INTRODUCTION
Neoplasms showing lipomatous differentiation comprise the numerically largest family of neoplasms in man. They can occur at almost all body sites and display a wide age spectrum ranging from infancy to late adult life. Benign lipomas are most frequent in patients between 40 and 60 years of age while liposarcomas most often come to clinical attention in patients over 50 years of age.
Neoplasms showing true lipomatous differentiation express S-100 protein. Additionally, benign lipomatous neoplasms display a variety of translocations, rearrangements, and other genetic alterations which include translocations involving 12q13–15, 8q11–13, 11q13, and 10q22. Lipomas of usual type show deletions of 13q, while spindle cell and pleomorphic lipomas show loss of 16q13.

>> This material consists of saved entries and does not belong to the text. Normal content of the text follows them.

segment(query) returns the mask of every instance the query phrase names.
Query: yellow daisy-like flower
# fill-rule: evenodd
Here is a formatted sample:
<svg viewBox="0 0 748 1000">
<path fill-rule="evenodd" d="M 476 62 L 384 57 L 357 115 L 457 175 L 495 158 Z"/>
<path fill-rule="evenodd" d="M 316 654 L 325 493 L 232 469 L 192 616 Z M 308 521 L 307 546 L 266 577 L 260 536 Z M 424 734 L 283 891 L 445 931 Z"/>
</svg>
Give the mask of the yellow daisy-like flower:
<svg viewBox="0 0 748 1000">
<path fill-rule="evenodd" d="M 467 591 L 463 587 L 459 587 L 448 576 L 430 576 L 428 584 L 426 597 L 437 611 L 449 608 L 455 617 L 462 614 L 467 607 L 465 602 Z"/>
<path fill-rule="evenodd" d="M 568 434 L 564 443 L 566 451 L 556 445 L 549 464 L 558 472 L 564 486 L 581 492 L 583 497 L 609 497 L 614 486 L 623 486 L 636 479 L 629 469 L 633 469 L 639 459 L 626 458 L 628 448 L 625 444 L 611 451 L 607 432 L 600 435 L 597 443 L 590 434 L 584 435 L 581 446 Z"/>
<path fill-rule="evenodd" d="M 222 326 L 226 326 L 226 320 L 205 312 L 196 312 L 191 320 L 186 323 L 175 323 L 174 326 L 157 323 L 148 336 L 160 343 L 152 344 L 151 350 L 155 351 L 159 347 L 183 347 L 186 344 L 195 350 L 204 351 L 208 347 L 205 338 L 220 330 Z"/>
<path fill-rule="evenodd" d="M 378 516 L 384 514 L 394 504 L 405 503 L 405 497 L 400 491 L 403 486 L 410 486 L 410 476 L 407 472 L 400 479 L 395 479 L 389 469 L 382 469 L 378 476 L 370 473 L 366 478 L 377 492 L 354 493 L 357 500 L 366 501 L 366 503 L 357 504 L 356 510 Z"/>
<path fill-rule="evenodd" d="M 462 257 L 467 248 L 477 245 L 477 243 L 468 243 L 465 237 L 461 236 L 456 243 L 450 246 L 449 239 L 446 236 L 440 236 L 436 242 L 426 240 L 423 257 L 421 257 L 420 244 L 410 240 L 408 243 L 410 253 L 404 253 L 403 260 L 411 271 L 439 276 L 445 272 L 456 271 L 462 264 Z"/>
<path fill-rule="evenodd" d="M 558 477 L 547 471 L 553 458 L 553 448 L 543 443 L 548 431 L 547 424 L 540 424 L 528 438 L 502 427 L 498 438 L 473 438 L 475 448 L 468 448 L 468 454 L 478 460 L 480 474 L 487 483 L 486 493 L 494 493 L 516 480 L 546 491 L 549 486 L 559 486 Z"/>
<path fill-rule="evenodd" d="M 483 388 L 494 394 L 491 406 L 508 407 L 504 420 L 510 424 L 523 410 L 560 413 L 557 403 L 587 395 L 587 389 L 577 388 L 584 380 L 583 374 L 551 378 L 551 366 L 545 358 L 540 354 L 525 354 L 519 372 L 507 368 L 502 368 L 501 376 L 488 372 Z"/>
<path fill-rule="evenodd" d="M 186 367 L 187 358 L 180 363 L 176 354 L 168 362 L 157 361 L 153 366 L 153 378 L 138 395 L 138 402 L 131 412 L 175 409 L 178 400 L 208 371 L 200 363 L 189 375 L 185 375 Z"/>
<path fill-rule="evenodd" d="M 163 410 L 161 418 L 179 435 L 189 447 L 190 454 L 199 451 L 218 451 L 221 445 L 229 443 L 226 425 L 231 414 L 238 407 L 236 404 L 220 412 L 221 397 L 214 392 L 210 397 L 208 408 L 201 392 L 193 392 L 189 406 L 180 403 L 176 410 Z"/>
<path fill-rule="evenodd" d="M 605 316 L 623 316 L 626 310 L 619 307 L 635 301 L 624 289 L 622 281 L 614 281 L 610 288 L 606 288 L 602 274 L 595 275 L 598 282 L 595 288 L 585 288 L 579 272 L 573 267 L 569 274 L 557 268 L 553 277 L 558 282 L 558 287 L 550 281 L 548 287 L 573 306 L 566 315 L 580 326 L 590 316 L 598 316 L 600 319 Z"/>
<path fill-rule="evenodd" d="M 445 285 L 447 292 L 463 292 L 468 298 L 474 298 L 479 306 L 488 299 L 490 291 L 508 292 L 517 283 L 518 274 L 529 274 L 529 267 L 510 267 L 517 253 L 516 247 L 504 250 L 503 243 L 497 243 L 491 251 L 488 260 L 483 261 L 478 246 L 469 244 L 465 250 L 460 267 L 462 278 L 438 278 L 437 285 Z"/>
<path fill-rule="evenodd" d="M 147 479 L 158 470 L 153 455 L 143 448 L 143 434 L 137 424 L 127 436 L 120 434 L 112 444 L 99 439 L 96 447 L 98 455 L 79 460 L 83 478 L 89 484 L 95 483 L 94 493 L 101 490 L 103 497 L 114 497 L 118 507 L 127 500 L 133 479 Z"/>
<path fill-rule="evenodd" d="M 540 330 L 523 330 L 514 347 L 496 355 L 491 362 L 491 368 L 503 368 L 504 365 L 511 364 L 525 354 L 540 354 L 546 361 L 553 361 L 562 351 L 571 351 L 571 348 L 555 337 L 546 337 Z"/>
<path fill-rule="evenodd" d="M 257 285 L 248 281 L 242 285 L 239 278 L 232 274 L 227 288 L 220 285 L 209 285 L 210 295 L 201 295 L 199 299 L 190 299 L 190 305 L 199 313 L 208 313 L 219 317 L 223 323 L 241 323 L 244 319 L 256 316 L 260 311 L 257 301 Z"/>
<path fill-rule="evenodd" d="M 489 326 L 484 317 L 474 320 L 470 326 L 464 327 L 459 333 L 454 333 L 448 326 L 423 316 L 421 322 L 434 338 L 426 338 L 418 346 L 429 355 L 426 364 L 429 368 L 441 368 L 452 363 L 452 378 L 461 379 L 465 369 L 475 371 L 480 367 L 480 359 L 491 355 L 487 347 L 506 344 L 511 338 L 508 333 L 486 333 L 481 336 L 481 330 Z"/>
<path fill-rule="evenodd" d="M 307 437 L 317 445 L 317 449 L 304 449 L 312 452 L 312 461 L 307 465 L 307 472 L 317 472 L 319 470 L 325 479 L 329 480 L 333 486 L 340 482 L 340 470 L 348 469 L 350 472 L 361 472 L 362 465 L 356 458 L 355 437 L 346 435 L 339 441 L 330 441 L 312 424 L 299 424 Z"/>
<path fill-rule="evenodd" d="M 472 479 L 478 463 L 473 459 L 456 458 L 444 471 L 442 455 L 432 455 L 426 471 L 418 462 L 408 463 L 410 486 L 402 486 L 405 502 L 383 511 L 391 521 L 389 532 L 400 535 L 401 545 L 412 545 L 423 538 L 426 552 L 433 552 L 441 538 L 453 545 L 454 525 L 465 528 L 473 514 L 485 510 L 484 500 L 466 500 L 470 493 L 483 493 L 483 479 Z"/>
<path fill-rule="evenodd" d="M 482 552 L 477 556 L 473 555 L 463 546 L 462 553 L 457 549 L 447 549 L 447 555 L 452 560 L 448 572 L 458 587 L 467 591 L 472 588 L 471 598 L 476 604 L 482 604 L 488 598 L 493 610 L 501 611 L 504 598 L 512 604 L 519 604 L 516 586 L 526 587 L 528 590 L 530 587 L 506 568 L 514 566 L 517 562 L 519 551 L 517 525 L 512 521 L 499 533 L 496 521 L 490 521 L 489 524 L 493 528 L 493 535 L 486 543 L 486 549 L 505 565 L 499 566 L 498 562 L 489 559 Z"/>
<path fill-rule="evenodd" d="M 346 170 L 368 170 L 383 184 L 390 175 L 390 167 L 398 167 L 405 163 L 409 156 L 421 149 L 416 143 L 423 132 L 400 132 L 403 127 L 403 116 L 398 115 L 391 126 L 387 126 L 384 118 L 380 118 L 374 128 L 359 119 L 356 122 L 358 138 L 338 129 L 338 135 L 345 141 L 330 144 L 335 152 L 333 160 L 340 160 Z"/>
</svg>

Of diagnostic importance is the CHOP gene rearrangement characteristic of myxoid and round cell liposarcomas and amplification of the MDM2 gene in well differentiated liposarcomas and atypical lipomatous neoplasms. This gene amplification helps distinguish these neoplasms from benign lipomas.
LIPOMA
Clinical features
Lipomas occur as both solitary and multiple lesions. Most are removed for cosmetic purposes. Lipomas are rare before 20 years of age but gradually increase in frequency with a maximum prevalence in patients 40 to 60 years old. The frequency of lipomas does not vary with race. Men appear to be more frequently affected.
Lipomas may occur as either superficial or deep neoplasms and, in both locations, are usually asymptomatic slowly growing masses. Pain is rarely apparent in ordinary lipomas, but angiolipomas are often painful. Imaging studies are helpful in identifying a lesion as fatty in nature but are of less aid in separating benign from malignant neoplasms. Magnetic resonance imaging studies of both benign and malignant lipomatous neoplasms demonstrate high signal intensity on T1-weighted images.